Tiananmen Square, meaning is "Gate of Heavenly Peace", May 1989 students protest (www.enotes.com)
The Statue of Democracy in front of “The Forbidden City” in Tiananmen Square, May 1989 students protest (www.enotes.com)

If you are in Hong Kong now, you will see some huge posters at the central metro station displaying an image of the “Forbidden City,” home to the Beijing Palace Museum. You may consider taking a selfie in front of it. Some Hong Kongers did over the past weekend, but theirs weren’t just any ordinary selfies — they included small gestures of protest against the message behind the advertisement.

The campaign, or “exhibition”, as it is referred to by the Hong Kong government, is aimed at convincing the public that they should be proud of the Palace Museum construction project in Hong Kong’s West Kowloon Cultural District, which has cost the government HK $1,580,000, or US $200,000.

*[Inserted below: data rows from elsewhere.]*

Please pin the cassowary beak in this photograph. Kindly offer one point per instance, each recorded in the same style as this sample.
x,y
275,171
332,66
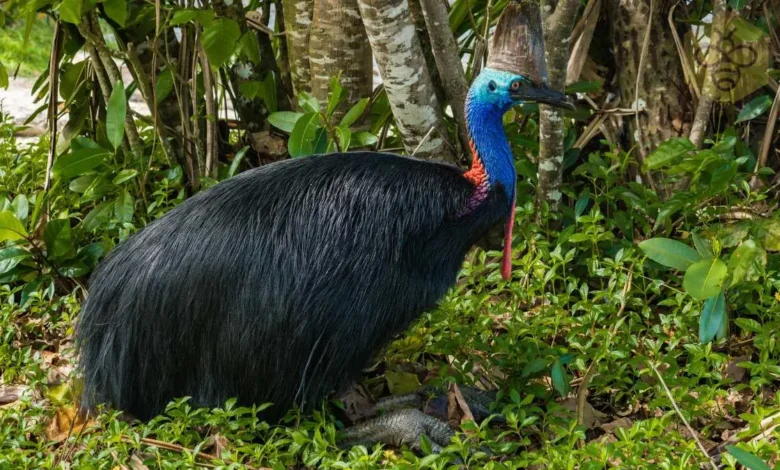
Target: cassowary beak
x,y
544,94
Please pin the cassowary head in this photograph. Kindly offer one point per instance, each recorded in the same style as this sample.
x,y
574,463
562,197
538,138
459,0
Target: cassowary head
x,y
506,89
516,71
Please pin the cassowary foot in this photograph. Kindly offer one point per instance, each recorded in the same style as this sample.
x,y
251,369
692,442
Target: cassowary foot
x,y
398,428
403,421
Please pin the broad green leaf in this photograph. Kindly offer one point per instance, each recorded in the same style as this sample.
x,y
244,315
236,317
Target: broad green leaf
x,y
116,10
10,257
284,120
559,379
3,76
124,175
21,206
668,152
702,246
705,278
670,253
71,11
115,115
58,239
344,135
237,161
98,216
354,113
741,261
10,227
365,138
74,268
79,161
219,40
756,107
713,314
124,207
302,137
584,87
747,459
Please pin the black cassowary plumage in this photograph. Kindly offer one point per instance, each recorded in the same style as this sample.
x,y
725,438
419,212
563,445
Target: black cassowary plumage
x,y
278,285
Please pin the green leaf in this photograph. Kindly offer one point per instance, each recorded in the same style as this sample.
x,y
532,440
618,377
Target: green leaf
x,y
98,216
21,206
3,76
284,120
741,261
365,138
79,161
354,113
702,246
747,459
705,278
116,10
219,40
559,380
10,257
584,87
756,107
124,175
124,207
71,11
115,115
237,161
10,227
58,239
713,315
668,152
302,137
344,135
670,253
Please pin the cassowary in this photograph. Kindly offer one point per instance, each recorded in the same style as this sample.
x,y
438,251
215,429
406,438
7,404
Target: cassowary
x,y
280,284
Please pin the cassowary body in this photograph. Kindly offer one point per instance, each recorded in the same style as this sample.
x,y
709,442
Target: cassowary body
x,y
280,285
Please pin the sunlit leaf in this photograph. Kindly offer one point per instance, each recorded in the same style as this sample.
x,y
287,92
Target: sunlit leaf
x,y
705,278
670,253
713,315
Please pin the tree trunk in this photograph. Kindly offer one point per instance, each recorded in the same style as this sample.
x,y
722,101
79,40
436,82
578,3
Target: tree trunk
x,y
406,78
340,45
558,20
297,21
662,93
445,51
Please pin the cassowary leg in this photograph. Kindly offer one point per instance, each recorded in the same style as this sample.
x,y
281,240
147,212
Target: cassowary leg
x,y
398,428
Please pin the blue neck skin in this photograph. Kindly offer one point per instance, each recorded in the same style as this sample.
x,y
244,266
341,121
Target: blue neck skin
x,y
486,130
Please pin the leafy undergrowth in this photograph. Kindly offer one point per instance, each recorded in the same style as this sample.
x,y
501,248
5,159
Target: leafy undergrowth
x,y
595,347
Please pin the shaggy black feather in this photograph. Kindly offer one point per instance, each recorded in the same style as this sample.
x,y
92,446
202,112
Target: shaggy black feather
x,y
278,285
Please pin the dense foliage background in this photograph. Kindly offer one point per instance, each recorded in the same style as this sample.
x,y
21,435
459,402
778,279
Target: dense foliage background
x,y
639,329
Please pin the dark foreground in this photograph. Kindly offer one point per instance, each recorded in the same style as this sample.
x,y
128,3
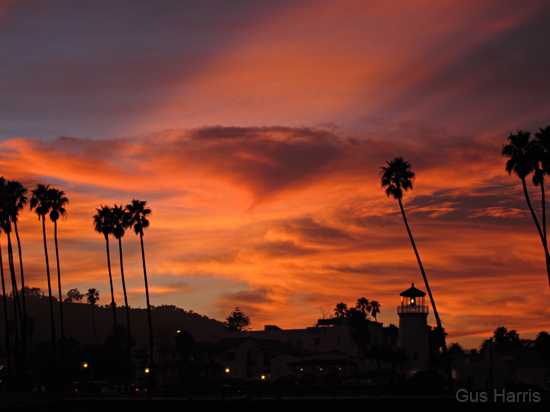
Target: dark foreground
x,y
122,403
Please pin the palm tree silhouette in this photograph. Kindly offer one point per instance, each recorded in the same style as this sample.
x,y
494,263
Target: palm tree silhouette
x,y
6,320
364,306
16,198
375,308
121,222
524,158
104,224
58,200
7,206
41,203
541,151
138,220
397,177
92,296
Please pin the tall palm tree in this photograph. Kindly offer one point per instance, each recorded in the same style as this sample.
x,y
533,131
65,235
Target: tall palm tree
x,y
104,224
41,203
523,160
375,308
58,201
6,320
121,222
364,306
540,150
92,296
138,220
16,197
397,177
6,226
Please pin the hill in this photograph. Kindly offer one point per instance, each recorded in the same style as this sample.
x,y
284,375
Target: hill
x,y
78,322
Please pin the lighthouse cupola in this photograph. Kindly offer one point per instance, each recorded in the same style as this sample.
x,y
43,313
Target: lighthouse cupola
x,y
412,301
414,330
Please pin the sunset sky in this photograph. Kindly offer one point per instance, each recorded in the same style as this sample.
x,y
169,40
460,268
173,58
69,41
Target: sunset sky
x,y
256,131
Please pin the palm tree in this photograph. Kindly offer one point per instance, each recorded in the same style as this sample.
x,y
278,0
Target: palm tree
x,y
121,222
5,223
16,199
397,177
138,220
540,150
41,202
92,296
58,200
375,308
6,320
104,224
340,310
523,160
364,306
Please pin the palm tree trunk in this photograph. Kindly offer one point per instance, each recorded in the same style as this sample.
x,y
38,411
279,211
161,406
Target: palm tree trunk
x,y
129,349
542,236
151,342
439,327
16,309
62,349
114,310
52,324
6,323
93,324
23,301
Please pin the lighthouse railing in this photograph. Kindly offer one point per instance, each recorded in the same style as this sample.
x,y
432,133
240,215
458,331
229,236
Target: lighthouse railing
x,y
413,309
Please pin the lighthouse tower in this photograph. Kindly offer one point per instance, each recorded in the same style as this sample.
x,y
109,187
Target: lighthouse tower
x,y
414,331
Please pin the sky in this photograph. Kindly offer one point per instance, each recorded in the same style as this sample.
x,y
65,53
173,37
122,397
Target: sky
x,y
256,132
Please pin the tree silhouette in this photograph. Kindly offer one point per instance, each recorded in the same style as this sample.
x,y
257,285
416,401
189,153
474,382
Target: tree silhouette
x,y
397,177
525,157
138,220
6,320
341,310
375,308
121,222
364,306
92,296
237,321
104,224
74,295
58,201
41,203
15,200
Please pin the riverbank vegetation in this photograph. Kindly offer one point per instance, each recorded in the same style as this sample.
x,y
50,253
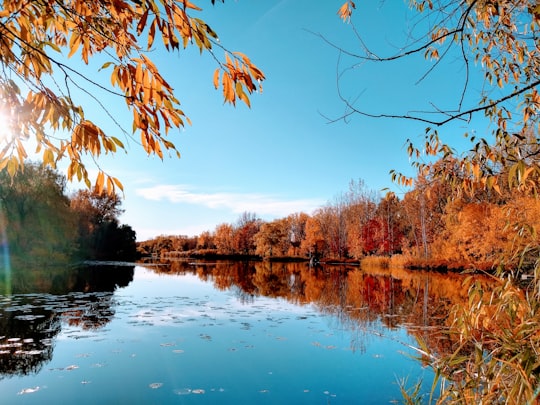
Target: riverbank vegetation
x,y
42,224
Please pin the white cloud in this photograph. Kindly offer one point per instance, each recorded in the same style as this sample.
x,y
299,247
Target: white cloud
x,y
236,202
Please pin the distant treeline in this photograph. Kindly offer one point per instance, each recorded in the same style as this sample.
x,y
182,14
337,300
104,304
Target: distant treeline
x,y
41,225
429,227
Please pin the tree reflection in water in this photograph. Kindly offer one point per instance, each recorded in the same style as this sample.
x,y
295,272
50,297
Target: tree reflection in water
x,y
362,301
43,300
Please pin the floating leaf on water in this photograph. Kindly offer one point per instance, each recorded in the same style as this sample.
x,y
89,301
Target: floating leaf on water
x,y
28,390
169,344
182,391
72,367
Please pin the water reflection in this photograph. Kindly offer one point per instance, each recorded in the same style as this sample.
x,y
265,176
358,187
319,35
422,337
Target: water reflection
x,y
365,303
360,300
43,300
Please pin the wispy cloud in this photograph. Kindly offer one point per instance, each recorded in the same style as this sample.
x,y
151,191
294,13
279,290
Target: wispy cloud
x,y
260,204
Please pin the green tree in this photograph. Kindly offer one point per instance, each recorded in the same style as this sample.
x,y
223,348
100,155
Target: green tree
x,y
39,80
100,236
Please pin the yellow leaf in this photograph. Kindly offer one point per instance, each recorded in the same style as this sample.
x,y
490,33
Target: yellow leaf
x,y
99,182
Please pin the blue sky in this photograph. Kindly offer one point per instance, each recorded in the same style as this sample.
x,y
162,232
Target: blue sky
x,y
281,156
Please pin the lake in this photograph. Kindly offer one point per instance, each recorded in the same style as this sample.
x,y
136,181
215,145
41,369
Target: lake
x,y
221,332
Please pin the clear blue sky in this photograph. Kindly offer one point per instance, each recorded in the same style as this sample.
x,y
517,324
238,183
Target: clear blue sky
x,y
281,156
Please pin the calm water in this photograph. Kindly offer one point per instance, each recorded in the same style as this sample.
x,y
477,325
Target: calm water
x,y
216,333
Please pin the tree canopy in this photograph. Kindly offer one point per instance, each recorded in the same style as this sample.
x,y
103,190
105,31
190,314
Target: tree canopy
x,y
39,41
503,37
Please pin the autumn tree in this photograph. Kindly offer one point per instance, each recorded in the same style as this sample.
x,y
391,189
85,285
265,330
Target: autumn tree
x,y
245,229
499,40
42,46
314,243
361,205
273,238
35,216
205,241
223,239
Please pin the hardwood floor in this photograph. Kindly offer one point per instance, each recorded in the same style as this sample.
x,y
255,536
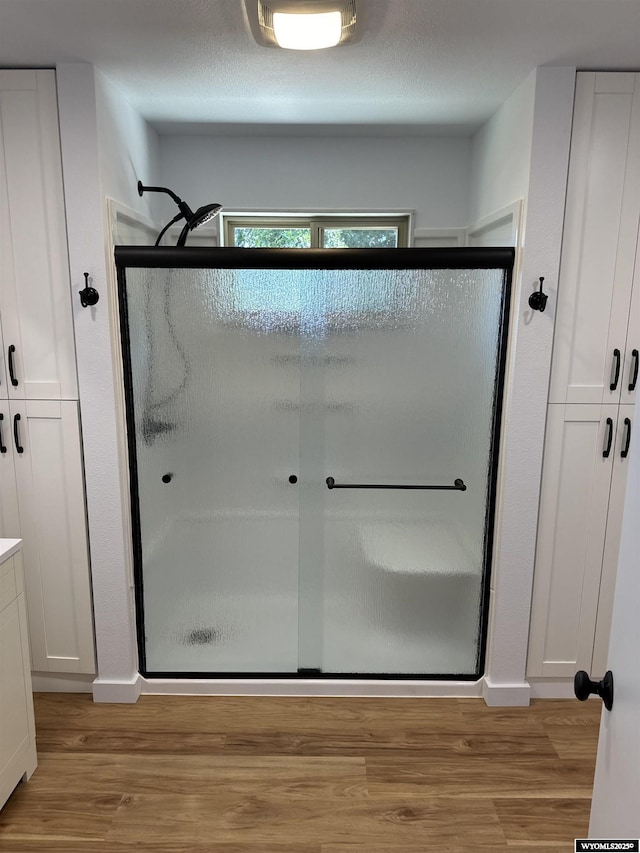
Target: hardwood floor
x,y
291,775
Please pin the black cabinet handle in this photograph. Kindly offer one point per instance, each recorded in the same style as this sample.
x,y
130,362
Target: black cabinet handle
x,y
634,372
12,372
16,434
458,485
607,449
625,450
583,687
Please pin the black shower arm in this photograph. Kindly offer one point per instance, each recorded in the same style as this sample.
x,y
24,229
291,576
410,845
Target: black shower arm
x,y
185,210
173,221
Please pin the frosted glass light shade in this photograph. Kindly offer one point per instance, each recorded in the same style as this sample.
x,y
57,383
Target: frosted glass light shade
x,y
307,31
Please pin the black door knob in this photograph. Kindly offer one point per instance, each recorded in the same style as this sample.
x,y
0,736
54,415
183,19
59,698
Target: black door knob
x,y
583,687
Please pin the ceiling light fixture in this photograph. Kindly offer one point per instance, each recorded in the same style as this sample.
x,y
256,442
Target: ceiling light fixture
x,y
302,24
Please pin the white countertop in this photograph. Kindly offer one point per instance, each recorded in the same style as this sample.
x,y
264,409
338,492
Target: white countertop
x,y
8,548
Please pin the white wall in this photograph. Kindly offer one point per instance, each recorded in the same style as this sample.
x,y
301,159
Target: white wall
x,y
501,154
542,128
105,148
128,149
428,175
103,144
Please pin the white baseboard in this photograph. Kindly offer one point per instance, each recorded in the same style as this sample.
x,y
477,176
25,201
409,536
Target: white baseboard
x,y
52,682
310,687
506,695
552,688
123,692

The controversial project, which did not go through a process of public consultation, was announced by the government’s Chief Secretary, Carrie Lam, on December 23, 2016. Lam disclosed that the idea came from a “chat” with related authorities in Beijing (Hong Kong is a special administrative region of the mainland) back in September 2015.

To make sure the construction would not be disrupted, rather than go through the Legislative Council for approval of the new project budget, Lam, who is also the chairperson of the Board of the West Kowloon Cultural District Authority (WKCDA), successfully secured a HK $3.5 billion donation from the Hong Kong Jockey Club.

Things came to a head when an investigative platform discovered that the WKCDA had engaged Rocco Yim, a well-known architect, for drawing initial museum designs as early as June 2016, without going through public tender. Lam only delivered project briefings to other WKCDA board members months later, in October and November 2016.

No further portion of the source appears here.